Não bastasse lavar nossa alma com o merecidíssimo Oscar para “Ainda estou aqui” (mérito de Walter, Fernanda, Selton, Marcelo, Eunice e Rubens, entre tantos outros), a cerimônia da Academia deste ano foi marcada por uma curiosa tônica: o grande vencedor da noite – com poucas exceções pontuais – foi o cinema independente.
Senão vejamos. “Ainda estou aqui” foi a mais barata das produções na categoria de filme estrangeiro. “Anora”, que fez a festa faturando os prêmios de filme, atriz, direção, edição e roteiro original, custou a bagatela de US$ 6 milhões (se considerarmos que o budget médio de um filme americano hoje fica na casa de US$ 60-80 milhões). Não parou aí: com um pouco mais (US$ 10 milhões), “O Brutalista”, outro grande – inclusive na duração – filme autoral, levou as estatuetas de ator, fotografia e trilha sonora original.
O assunto é pouco orçamento? Então baixemos ainda mais: “A verdadeira dor”, de Jesse Eisenberg, que deu o prêmio de ator coadjuvante a Kieran Culkin, saiu do papel por meros US$ 3 milhões. E “Flow”, a maravilhosa animação da Letônia (e uma das minhas mais veementes torcidas, confesso), foi premiado tendo custado US$ 3,7 milhões, contra as fortunas torradas pelas Pixar e DreamWorks da vida em suas respectivas produções.
As poucas exceções pontuais incluem “Conclave” (roteiro adaptado), “Duna 2” (efeitos visuais e som), e “Wicked” (figurino e direção de arte) – que já eram de se esperar. Mas no cômputo final, o que a cerimônia desse ano sinalizou?

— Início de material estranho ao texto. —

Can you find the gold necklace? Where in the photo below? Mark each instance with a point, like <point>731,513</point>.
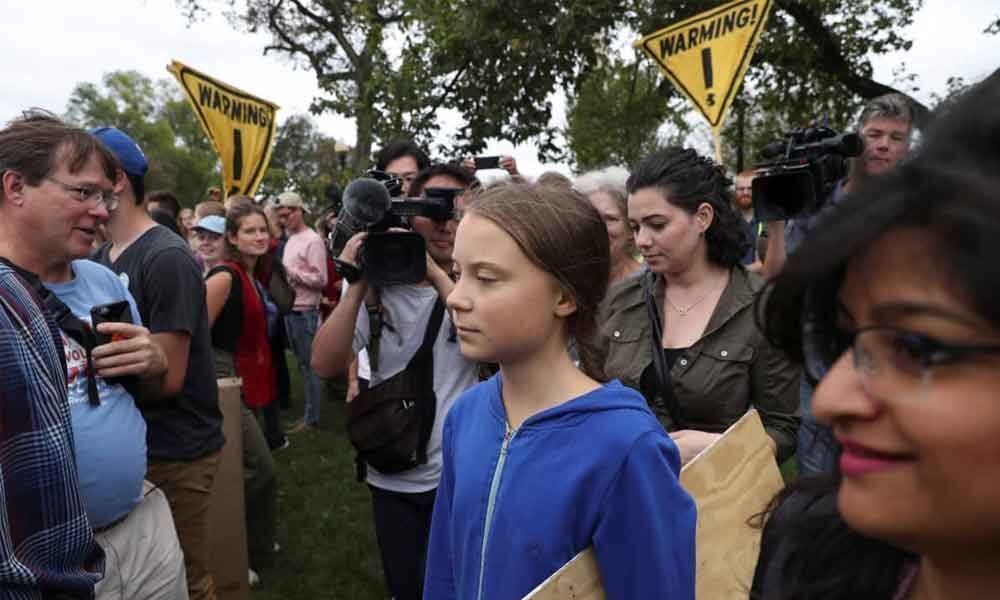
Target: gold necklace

Se por um lado o Oscar é a vitrine de uma indústria, que preza a dinâmica financeira para a produção e a consequente obtenção de retorno e lucro, por outro seu corpo de votantes é composto por milhares de profissionais de todas as categorias e, portanto, o resultado reflete o que esses votantes esperam dessa indústria.
A edição de 2025 mostrou que se espera mais originalidade, em detrimento de sequências e da aversão ao risco. Mostrou também que a escrita, a direção, a interpretação e o foco da narrativa é que ditam o mérito de uma obra cinematográfica, ao invés da perspectiva de uma gorda bilheteria. Bilheteria é ótimo, sinalizou a Academia, mas mais importante ainda é o impacto em quem compra os ingressos.
Aliás, vários dos premiados, em seus discursos, bateram na tecla de que é necessário prestigiar o cinema nas salas de cinema (cutucada, óbvio, no streaming), onde, em termos de presença de público, a quantidade – pelo menos nesse caso – deve fazer par com a qualidade.
E foi a qualidade que deu as caras na cerimônia do Oscar desse ano. Que bom.